Independent MP Brent Rathgeber is also reluctant to get involved.
I am having difficulty seeing a positive outcome of interfering in the Syrian Conflict. Firstly, it would be illegal. Absent a Declaration from the United Nations Security Council authorizing such intervention (such as the one authorizing the Afghan Mission) such a military intervention, no matter how laudable, would be contrary to international law. Given that Syria’s ally Russia has a permanent seat on the UN Security Council, achieving a UN Authorizing Resolution is impracticable. Canada understood this in 2003 when it refused to join the USA in its unsanctioned invasion of Iraq.
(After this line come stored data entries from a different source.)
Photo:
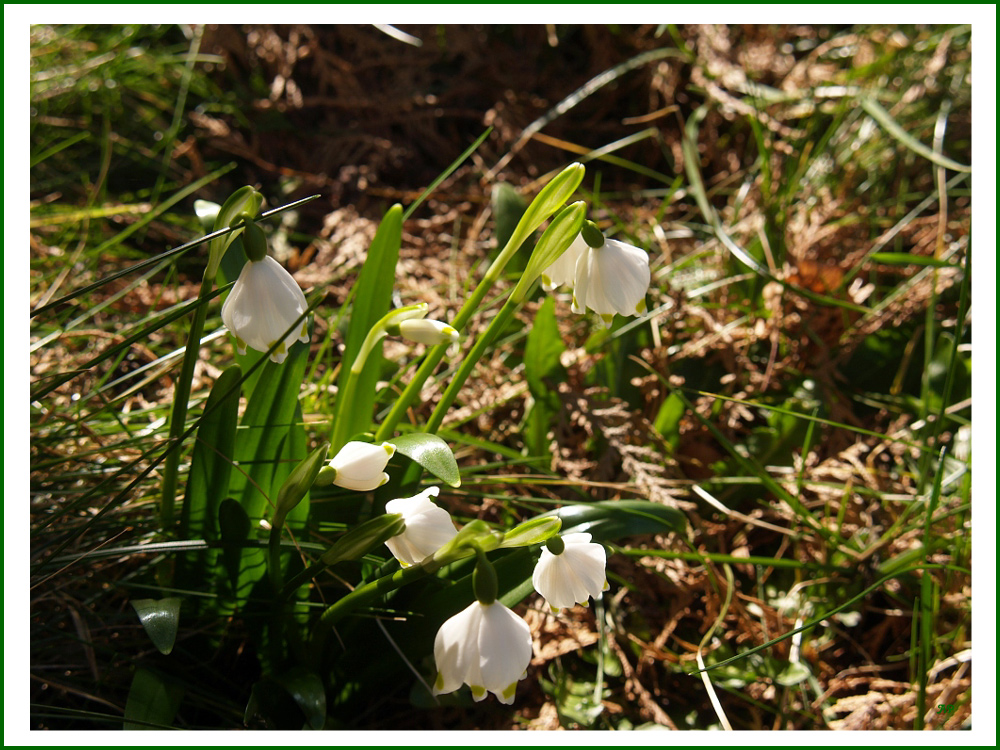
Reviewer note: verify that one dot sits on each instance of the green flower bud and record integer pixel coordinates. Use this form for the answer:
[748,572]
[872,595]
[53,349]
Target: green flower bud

Worse, the contemplated mission has neither clear goals nor a workable exit strategy. Although the US President and the Canadian and British Prime Ministers all agree that the use of chemical weapons necessitates a “firm response,” nobody seems to know what that means. No foreign power is advocating regime change or otherwise weakening the Assad regime by taking out weapon stockpiles.
Last week, the Prime Minister described the government as a “very reluctant convert” to the idea of military action, one which would support, but not participate in, action by this country’s allies. (We might not have the sort of resources needed to participate.)